La notizia di qualche giorno fa non ha avuta grande eco. Scelte editoriali o di opportunità ? Forse ai lettori, in tempi travagliati, poco interessa. Eppure, se non altro, i protagonisti sono entrambi personaggi pubblici, non da oggi, da anni. Pier Luigi Vinai, origini a Boissano, studente modello a Loano e all’Università, segretario regionale dell’Anci (Comuni italiani), mancato sindaco di Genova del Pdl – centro destra; avrebbe dovuto essere eletto nello schieramento politico nazionale di un ‘grande statista’ (così si definisce  Silvio Berlusconi),  da 20 anni perseguitato dalla giustizia “rossa”, gran benefattore anche nel mondo della prostituzione femminile e show girl. Sulla sponda opposta, don Paolo Farinella, il più battagliero ed anticonformista parroco della Liguria. Passione per un giornalismo senza peli sulla lingua e senza riverenze. E’ stato condannato per diffamazione a Vinai: 2 milia euro di multa, risarcimento danni da liquidare in separata sede, oltre alla pubblicazione della sentenza, a sue spese, per due volte, su un quotidiano. Ha annunciato che farà ricorso. Vinai, interpellato, tace. 

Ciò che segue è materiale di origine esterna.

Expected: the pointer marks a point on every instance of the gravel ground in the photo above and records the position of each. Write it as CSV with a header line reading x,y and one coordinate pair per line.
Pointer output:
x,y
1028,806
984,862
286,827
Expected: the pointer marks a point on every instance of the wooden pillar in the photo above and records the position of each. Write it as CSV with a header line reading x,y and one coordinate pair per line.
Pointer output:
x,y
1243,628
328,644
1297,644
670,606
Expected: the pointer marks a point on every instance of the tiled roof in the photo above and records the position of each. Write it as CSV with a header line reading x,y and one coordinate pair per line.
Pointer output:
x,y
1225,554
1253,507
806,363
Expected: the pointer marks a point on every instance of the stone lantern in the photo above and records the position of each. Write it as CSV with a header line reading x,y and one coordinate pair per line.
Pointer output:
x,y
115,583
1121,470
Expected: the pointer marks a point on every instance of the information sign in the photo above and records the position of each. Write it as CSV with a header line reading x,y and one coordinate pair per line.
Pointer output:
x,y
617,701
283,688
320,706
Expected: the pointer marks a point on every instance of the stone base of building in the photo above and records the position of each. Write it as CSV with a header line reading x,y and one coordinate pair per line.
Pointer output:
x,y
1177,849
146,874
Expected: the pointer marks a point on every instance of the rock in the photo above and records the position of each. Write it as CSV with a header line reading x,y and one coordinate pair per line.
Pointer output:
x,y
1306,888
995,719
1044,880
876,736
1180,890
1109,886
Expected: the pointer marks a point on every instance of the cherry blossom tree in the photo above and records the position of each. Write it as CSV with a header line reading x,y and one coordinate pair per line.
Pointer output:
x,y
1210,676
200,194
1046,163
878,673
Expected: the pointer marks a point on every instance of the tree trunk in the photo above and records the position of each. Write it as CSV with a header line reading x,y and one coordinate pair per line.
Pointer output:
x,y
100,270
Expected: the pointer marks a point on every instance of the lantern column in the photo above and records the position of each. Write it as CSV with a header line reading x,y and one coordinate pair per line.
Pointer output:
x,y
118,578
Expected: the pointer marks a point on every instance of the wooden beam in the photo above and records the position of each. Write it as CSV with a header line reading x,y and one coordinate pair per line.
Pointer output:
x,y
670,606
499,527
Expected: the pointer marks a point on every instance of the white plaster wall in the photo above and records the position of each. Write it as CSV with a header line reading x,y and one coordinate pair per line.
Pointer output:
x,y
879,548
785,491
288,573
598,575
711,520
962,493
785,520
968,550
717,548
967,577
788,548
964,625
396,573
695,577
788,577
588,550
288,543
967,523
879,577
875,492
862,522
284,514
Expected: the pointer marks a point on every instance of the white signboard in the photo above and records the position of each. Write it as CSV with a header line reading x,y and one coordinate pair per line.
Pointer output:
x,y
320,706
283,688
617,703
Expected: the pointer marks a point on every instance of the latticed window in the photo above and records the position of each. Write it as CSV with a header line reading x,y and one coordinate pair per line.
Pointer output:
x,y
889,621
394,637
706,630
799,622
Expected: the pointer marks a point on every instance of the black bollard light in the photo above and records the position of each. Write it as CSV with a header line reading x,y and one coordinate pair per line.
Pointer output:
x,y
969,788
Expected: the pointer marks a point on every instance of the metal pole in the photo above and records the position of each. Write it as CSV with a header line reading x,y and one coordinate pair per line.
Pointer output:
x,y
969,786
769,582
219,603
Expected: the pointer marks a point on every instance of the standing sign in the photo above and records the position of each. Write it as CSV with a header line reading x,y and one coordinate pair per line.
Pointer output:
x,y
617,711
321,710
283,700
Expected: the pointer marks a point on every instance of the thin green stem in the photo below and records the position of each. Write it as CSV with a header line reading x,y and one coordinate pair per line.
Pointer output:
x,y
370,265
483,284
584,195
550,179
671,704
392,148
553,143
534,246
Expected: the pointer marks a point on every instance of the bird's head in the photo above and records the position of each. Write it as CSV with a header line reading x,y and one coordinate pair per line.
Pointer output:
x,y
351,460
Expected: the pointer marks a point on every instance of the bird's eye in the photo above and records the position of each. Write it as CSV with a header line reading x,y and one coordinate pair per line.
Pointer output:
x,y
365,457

Non abbiamo davanti il capo di imputazione, materia prima per ogni articolo di cronaca giudiziaria. Ci limitiamo a riferire attingendo ad altre fonti giornalistiche ed assemblando il materiale. Stando a quanto abbiamo letto l’unica frase indicata nel capo d’accusa sarebbe “…Vinai rappresentante di un partito di ladri e di corrotti”.  Il suo legale,  Mario David Mascia, assai noto anche nel savonese e nell’imperiese, tra i difensori di Scajola, opponendosi in un primo momento alla richiesta di archiviazione del pubblico ministero, aveva scritto al Gip che il parroco di San Torpete di Genova  aveva “trasmodato palesemente il diritto di critica politica…e in modo del tutto gratuito, tra l’altro in un momento temporale in cui Vinai era uscito dalla contesa elettorale, fatto oggetto di accuse infamanti che coinvolgono prima di tutto la sua integrità morale e che ben poco hanno a che vedere con la sua attività politica”.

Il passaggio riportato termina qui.